为什么以及在何处使用 align 16 进行 SSE 对齐以获取指令? [英] Why and where align 16 is used for SSE alignment for instructions?

查看:48
本文介绍了为什么以及在何处使用 align 16 进行 SSE 对齐以获取指令?的处理方法,对大家解决问题具有一定的参考价值,需要的朋友们下面随着小编来一起学习吧!

问题描述

我正在阅读 Apress 的现代 x86 汇编语言书籍.对于编程 64 位 SSE 示例,作者将 align 16 放在代码中的特定点上.例如

I am reading Modern x86 Assembly language book from Apress. For programming 64 bit SSE examples the author puts align 16 to a particular point in the code. E.g

    .code
ImageUint8ToFloat_ proc frame
_CreateFrame U2F_,0,64               ; helper macros to create prolog
_SaveXmmRegs xmm10,xmm11,xmm12,xmm13 ; helper macros to create prolog

_EndProlog  ; helper macros to create prolog

...

shrd r8d,
pxor xmm5,xmm5

align 16  ; Why this is here ?
@@:
movdqa xmm0,xmmword ptr [rdx]
movdqa xmm10,xmmword ptr [rdx+16]

movdqa xmm2,xmm0
punpcklbw xmm0,xmm5
punpckhbw xmm2,xmm5
movdqa xmm1,xmm0
movdqa xmm3,xmm2

...

作者解释说有必要放置align 16,因为我们使用的是SSE,以便指令本身对齐.没关系.我的问题是为什么作者选择将 align 16 放在该特定位置.作为程序员,我应该如何决定 align 16 的正确位置?为什么不早一点或晚一点?

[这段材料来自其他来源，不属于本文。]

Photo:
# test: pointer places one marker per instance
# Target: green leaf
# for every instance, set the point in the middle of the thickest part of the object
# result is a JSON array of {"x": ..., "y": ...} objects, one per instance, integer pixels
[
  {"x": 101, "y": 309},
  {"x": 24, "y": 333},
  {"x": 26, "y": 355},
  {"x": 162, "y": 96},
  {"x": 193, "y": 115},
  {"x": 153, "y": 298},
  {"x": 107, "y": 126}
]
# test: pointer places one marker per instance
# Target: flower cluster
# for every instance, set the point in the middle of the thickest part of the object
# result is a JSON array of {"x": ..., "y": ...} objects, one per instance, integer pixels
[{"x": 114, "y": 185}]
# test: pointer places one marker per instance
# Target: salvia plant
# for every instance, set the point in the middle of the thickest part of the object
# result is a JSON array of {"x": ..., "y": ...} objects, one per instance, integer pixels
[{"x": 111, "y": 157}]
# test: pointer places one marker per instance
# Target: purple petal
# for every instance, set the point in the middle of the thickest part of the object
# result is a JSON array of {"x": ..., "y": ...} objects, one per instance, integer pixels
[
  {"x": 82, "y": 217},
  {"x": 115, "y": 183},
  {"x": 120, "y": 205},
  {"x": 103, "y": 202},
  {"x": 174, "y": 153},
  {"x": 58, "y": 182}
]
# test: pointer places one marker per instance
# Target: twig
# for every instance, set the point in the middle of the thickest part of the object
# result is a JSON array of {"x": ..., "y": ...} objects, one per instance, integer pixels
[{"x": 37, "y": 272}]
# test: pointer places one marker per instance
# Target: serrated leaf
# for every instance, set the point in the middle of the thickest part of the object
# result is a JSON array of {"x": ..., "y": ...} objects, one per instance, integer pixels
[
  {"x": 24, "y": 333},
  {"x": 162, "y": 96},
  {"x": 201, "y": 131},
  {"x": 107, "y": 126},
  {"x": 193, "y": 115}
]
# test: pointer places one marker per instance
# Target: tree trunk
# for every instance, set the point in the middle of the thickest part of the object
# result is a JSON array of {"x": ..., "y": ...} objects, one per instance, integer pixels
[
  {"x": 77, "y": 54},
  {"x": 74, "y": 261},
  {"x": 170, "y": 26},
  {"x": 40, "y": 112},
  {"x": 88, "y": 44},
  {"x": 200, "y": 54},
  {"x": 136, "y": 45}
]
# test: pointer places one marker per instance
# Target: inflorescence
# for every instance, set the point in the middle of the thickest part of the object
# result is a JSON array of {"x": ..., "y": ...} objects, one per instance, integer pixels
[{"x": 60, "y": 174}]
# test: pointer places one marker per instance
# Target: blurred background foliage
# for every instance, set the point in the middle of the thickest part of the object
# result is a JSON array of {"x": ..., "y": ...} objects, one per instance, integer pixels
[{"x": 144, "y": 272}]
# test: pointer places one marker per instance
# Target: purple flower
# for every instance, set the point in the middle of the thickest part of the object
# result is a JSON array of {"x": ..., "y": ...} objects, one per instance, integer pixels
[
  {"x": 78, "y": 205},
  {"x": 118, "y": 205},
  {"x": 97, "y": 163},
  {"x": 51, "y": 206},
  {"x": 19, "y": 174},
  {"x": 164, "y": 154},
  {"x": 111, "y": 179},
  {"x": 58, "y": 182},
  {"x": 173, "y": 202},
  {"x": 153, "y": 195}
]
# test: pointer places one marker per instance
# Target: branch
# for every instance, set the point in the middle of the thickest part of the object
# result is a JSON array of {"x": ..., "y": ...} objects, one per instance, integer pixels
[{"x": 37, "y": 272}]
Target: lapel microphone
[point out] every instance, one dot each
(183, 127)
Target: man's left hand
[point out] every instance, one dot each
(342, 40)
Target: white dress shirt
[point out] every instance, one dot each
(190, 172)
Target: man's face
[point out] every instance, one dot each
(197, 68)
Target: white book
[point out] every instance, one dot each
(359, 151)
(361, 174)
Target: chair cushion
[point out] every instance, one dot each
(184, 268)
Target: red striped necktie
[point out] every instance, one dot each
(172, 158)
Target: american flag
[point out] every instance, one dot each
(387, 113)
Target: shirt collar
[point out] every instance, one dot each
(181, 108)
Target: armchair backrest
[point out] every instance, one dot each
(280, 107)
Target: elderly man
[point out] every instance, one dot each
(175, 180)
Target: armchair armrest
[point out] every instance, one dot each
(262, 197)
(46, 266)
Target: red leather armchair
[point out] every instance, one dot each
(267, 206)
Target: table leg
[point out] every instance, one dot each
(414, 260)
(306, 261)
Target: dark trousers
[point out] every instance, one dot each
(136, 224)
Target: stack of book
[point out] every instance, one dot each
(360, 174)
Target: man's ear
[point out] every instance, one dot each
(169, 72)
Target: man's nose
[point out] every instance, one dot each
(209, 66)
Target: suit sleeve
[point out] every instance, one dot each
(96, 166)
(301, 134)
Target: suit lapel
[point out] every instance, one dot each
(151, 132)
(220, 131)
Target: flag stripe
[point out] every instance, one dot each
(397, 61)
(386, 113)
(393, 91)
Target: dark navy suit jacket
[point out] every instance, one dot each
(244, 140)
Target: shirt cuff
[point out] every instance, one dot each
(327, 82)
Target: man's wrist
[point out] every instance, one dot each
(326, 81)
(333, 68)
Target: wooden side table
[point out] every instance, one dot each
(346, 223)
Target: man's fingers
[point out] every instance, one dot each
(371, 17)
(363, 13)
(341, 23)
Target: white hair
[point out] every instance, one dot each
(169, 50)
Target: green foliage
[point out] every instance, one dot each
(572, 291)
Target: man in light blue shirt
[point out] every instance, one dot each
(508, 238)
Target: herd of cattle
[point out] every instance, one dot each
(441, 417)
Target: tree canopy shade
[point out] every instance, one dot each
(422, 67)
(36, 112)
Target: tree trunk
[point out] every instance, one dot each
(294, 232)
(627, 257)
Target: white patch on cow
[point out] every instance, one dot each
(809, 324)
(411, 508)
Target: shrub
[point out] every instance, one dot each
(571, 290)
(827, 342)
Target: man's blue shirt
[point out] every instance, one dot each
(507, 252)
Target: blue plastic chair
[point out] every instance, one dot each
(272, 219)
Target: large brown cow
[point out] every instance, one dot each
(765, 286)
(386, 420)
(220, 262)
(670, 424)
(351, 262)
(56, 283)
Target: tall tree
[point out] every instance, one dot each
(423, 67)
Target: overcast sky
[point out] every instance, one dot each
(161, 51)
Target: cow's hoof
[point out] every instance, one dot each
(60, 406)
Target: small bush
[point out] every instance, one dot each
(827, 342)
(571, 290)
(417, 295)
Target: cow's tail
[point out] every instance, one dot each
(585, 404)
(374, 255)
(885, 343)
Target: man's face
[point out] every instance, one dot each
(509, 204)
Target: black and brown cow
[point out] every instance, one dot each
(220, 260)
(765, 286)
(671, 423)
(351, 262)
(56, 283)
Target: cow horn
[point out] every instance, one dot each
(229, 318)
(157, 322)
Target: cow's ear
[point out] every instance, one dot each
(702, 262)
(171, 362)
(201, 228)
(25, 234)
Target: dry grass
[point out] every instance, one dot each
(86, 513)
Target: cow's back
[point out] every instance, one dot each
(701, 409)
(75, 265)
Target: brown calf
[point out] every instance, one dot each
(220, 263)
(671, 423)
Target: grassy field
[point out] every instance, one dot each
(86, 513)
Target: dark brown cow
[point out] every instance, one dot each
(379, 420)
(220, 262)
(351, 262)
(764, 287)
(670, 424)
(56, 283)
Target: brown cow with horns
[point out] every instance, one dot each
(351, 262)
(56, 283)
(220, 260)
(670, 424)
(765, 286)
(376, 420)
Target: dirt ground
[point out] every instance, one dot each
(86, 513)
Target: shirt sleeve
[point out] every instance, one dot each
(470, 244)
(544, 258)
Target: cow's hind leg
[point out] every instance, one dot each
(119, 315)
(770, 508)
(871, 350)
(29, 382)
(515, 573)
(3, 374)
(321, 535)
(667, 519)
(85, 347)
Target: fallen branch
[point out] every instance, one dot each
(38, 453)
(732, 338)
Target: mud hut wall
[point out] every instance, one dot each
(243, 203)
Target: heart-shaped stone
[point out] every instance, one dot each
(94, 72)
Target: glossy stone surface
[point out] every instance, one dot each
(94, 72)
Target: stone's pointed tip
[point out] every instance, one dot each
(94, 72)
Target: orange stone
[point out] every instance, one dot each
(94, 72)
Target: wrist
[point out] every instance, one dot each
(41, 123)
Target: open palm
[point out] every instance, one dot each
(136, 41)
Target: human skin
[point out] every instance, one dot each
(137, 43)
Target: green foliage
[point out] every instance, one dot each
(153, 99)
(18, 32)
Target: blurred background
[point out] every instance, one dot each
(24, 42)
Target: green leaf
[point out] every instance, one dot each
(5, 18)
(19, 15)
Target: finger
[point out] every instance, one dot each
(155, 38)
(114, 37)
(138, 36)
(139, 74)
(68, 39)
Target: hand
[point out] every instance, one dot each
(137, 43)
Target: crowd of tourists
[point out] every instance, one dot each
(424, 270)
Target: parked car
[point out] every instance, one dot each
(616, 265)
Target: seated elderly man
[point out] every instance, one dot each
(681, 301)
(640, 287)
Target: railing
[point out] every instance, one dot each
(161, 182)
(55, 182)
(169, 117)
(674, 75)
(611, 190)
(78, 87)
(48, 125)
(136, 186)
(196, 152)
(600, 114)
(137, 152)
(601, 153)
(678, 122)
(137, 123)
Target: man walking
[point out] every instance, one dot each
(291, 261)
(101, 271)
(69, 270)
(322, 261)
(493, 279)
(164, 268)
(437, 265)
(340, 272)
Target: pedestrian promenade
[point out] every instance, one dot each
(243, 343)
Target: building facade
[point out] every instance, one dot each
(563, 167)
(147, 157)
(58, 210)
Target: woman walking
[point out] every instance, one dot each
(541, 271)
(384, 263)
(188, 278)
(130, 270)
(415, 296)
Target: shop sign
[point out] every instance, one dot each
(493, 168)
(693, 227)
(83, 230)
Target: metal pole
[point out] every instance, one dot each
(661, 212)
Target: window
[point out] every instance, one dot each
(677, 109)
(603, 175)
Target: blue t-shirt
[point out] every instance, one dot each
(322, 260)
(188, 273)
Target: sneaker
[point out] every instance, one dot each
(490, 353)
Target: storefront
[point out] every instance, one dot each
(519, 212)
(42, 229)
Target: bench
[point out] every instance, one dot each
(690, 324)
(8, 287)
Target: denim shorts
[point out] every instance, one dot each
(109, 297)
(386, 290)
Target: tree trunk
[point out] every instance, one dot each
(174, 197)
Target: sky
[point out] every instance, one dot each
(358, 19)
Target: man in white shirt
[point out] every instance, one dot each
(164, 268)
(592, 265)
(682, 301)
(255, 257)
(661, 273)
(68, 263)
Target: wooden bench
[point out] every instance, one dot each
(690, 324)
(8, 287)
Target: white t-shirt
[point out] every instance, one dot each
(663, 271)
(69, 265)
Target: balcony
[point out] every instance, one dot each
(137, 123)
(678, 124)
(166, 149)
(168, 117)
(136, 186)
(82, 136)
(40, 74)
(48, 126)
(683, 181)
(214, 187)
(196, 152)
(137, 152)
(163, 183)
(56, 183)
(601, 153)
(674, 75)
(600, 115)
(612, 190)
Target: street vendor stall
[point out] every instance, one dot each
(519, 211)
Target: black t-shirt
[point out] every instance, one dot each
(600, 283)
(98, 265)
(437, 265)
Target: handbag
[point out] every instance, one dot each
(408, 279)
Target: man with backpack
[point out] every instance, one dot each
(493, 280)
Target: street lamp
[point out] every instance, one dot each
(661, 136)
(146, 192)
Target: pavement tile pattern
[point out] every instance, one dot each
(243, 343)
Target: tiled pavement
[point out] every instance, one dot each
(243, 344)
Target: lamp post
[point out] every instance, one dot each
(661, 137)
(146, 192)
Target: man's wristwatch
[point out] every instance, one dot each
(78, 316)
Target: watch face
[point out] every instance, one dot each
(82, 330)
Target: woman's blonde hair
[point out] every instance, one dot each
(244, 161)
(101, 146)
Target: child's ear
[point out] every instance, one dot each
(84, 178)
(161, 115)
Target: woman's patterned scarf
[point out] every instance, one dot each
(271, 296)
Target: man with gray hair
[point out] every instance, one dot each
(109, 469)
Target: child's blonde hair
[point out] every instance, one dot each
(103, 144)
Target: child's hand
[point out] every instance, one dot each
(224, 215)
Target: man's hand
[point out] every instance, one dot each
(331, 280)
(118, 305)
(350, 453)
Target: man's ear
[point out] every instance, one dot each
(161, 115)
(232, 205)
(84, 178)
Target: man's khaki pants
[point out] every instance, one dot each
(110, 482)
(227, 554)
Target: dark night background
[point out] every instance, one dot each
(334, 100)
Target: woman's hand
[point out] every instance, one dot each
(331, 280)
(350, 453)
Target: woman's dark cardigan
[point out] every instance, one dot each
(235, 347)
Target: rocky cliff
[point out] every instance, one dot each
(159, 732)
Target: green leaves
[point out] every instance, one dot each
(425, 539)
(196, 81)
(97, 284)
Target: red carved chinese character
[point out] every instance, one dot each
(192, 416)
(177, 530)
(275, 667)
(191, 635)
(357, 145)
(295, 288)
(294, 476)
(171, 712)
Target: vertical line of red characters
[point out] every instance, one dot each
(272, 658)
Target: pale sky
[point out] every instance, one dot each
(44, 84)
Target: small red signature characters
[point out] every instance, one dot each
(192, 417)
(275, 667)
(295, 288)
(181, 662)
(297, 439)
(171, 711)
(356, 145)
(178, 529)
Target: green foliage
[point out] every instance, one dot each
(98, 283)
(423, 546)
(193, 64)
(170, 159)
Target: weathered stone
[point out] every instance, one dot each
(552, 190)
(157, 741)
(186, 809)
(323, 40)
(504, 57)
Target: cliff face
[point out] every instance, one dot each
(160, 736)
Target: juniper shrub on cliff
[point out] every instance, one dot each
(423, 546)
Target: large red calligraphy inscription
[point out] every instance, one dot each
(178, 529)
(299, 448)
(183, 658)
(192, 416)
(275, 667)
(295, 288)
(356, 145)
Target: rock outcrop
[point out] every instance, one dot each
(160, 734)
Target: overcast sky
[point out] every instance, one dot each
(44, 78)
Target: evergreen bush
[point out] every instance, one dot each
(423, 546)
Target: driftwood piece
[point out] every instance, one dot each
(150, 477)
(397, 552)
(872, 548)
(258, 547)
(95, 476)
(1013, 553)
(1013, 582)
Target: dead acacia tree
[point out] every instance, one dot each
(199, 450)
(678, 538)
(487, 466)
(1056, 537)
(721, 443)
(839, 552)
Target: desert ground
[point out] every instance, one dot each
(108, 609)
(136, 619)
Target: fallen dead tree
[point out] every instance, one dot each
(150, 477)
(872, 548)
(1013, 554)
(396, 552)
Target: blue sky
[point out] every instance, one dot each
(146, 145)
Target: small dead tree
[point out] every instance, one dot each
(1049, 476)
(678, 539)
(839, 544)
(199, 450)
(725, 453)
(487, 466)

The author explains it is necessary to put align 16 since we are using SSE so that instructions themselves are aligned. That's fine. My question is why the author choose to put align 16 to that particular location. As a programmer how should I decide for the correct location of align 16 ? Why not earlier or later ?

推荐答案

没有必要.偶尔有益.

现代处理器以 16 字节(或者可能是 32 字节,AMD 做一些奇怪的事情)字节为单位获取代码.当然是对齐的.如果你跳到这样一个块的末尾,你会浪费大部分的提取,并且在那个周期中你只解码了 1 条或许多 0 指令.这是一个巨大的浪费,所以最好跳到一个块的开头.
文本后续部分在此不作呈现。